Auf den ersten Blick sieht es so aus, als hätten inzwischen auch die Medien genug von Anders Behring Breivik. Am Wochenende vor dem Beginn des Prozesses in Oslo ist der Täter von den Titelseiten der Zeitungen nahezu verschwunden. Die Überschriften handeln von steigenden Wohnungspreisen, Sportereignissen und Fitness-Tipps. Doch im Inneren der Blätter sind seitenlange Reportagen über Anschlagsopfer, Polizeiermittlungen und die Psyche des Massenmörders.

An exterior view of the Oslo Courthouse

Vor dem Gerichtsgebäude in Oslo stehen seit Tagen dicht gedrängt die Übertragungswagen der Fernsehsender bereit, einige haben mit Zeltplanen und Podesten Behelfsstudios aufgebaut.

(Foto: dpa)

Vor dem Gerichtsgebäude kann man erahnen, was auf die Norweger zukommt. Seit Tagen stehen auf dem Platz vor dem Haupteingang dicht gedrängt die Übertragungswagen der Fernsehsender bereit, einige haben mit Zeltplanen und Podesten Behelfsstudios aufgebaut. Der staatliche Rundfunk NRK will während des Prozesses, der an diesem Montag beginnt und etwa zehn Wochen dauern soll, täglich mehrere Stunden live berichten. Es wird kaum möglich sein, einen Fernseher anzuschalten oder an einem Zeitungsstand vorbeizugehen, ohne irgendetwas über Breivik zu erfahren.

Wie soll man damit umgehen? Diese Frage stellen sich viele Norweger. NRK hat eine eigene Webseite für Eltern eingerichtet, auf der Experten Tipps geben, wie man seinen Kindern erklärt, was da vor sich geht. Unter anderem wird empfohlen, seinen Kindern zu versichern, dass Breivik hinter Schloss und Riegel ist - und es auch bleiben wird.

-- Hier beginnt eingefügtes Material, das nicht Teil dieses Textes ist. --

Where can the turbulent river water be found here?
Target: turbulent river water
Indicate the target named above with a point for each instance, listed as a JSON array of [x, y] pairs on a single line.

Besonders schwierig werden die kommenden zehn Wochen aber für die Überlebenden der Anschläge und die Angehörigen der insgesamt 77 Todesopfer. Der rechtsextreme Attentäter Breivik hatte am 22. Juli zunächst eine Bombe im Osloer Regierungsviertel gezündet und dann auf der Ferieninsel Utøya in einem Zeltlager der sozialdemokratischen Jugendorganisation AUF 69 Menschen erschossen. Breivik hat die Taten gestanden, Reue zeigte er bislang nicht. Unklar ist die Frage, ob er zurechnungsfähig oder geisteskrank ist - zwei psychiatrische Gutachten sind zu unterschiedlichen Ergebnissen gekommen. Nun entscheiden die Richter.

"Der Täter richtet noch mehr Schaden an"

Ministerpräsident Jens Stoltenberg, zugleich Parteivorsitzender der Sozialdemokraten, sagte am Freitagabend in einem Fernsehinterview, er fürchte, dass die Eindrücke vor allem für manche der überlebenden jüngeren Opfer so massiv werden, dass dadurch ihr Leben noch weiter zerstört wird. "Dann richtet der Täter noch mehr Schaden an, als er es schon getan hat." Er empfiehlt, sich dem Geschehen nicht zu sehr auszusetzen.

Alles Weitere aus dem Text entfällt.